Sempre pensei no que diria quando nos encontrássemos a primeira vez e eu sempre soube. “Seja bem vinda ao mundo, Alice. Que você tenha uma vida cheia de felicidades, amor e respeito. E para as adversidades da vida, que você tenha equilíbrio, paciência, força de vontade e sabedoria para resolvê-las”. E tenho certeza de que sua vida será ótima. Pois você já me trouxe tanto amor desde o momento em que era um girininho, me trouxe a sensação de estar completa! Alguém que faz tanto bem para os outros não pode ter uma vida diferente.
Filha, quero que você saiba que estou fazendo o que creio ser o melhor pra você. Acho que o momento em que você nasce é importante. Quero que o seu momento de nascer e o meu de renascer sejam repletos de amor, respeito e ajuda mútua. Faço o que posso e você o que pode. Então filha, fique de cabeça para baixo. Será o melhor para nós duas."

Versão Cefálica Externa
Parir pra mim era mais do que apenas necessário, era vital. Era de suma importância que eu tivesse novamente a sensação de posse do meu corpo após anos de violência. Era importante também que eu mostrasse para mim mesma que meu corpo funcionava. Que ao contrário do que todos pensavam (menos a minha avó que sempre me apoiou), eu conseguiria sim parir. Eu queria muito um parto domiciliar mas o papai tinha medo e não tínhamos dinheiro. Mas percebi que quando eu realmente tive firmeza, confiança, ele também teve de que o parto domiciliar era o melhor. E o dinheiro nós iríamos pegar emprestado, dar um jeito. Cheguei ao ponto de que eu faria até um parto pélvico em casa, se a equipe me passasse confiança. Procurei uma doula e conversamos apenas pela internet, pois ela não tinha tempo para me atender, mas ela tentava tirar da minha cabeça a possibilidade de um parto domiciliar. As semanas foram passando, Alice pélvica e a gente esperando ela ficar cefálica para entrar em contato novamente (conversamos quando eu estava com 5meses) com a equipe de pd.
Conversei com o obstetra Marcos Leite sobre a possibilidade de fazer uma versão cefálica externa quando a gestação chegasse a termo. Marcamos com uma das enfermeiras do Hanami para quando eu estivesse com 37 semanas e 5 dias.
Segunda (dia 2 de agosto) pela manhã fomos encontrar a enfermeira Vânia para fazer a versão externa. Durou no máximo 10 minutos, foi muito rápido e muito intenso. A Vânia e a Clariana (outra enfermeira) pegaram cada uma em uma parte do corpo da bebê, uma na cabeça e a outra no bumbum e foram fazendo força até você virar.
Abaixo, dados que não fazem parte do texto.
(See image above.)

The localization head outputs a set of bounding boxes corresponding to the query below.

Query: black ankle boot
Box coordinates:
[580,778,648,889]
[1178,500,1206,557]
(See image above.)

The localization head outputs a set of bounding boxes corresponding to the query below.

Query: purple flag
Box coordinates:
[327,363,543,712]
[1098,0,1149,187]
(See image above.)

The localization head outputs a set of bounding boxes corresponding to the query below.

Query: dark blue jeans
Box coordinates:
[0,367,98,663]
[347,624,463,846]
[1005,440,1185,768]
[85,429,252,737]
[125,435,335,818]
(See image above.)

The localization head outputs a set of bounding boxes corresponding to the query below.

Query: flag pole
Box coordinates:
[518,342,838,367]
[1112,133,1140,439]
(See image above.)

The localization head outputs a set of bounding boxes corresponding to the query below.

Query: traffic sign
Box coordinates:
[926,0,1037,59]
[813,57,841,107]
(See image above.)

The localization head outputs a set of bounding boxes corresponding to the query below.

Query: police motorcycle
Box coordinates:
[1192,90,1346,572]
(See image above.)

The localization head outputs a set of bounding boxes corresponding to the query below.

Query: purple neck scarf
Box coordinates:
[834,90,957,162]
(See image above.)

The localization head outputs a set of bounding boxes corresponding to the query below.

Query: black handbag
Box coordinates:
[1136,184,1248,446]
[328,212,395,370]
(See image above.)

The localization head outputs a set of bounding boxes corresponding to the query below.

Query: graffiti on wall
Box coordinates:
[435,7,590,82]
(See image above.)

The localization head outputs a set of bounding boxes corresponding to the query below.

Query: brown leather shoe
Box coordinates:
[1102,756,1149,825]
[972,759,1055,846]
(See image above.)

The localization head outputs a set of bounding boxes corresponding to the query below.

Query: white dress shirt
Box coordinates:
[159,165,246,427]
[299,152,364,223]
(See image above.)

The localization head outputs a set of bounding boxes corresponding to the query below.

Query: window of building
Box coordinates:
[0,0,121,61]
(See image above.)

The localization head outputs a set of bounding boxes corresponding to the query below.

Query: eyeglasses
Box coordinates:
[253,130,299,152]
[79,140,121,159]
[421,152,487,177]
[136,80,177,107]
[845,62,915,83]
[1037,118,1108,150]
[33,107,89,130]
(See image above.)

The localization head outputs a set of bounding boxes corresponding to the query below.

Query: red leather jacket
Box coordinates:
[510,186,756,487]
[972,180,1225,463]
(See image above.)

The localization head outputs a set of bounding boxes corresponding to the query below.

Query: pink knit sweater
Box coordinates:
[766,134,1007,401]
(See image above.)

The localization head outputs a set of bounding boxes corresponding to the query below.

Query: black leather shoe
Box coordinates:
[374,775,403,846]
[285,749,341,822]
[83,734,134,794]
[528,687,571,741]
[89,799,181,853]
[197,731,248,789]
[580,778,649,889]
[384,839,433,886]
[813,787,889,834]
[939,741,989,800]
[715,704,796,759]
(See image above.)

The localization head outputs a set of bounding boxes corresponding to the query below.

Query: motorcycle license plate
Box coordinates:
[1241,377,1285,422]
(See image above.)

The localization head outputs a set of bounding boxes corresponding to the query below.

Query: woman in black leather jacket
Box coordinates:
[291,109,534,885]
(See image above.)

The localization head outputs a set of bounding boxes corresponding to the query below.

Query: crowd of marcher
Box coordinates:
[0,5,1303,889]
Foi muito doloroso e meu marido disse que bem ruim de assistir, pois elas fazem muita força para colocar na posição. Uma vez a manobra acabada elas ficaram muito tempo monitorando os batimentos, pois eles caíam e subiam muito. Depois a Vânia perguntou de podia fazer um toque e quando fez disse que você estava “a zero”, mas que provavelmente demoraria umas 3 semanas para nascer. Aquela seria nossa primeira consulta e nós ligaríamos no outro dia para combinar preços e coisas do tipo. A data prevista era o dia 21 de agosto.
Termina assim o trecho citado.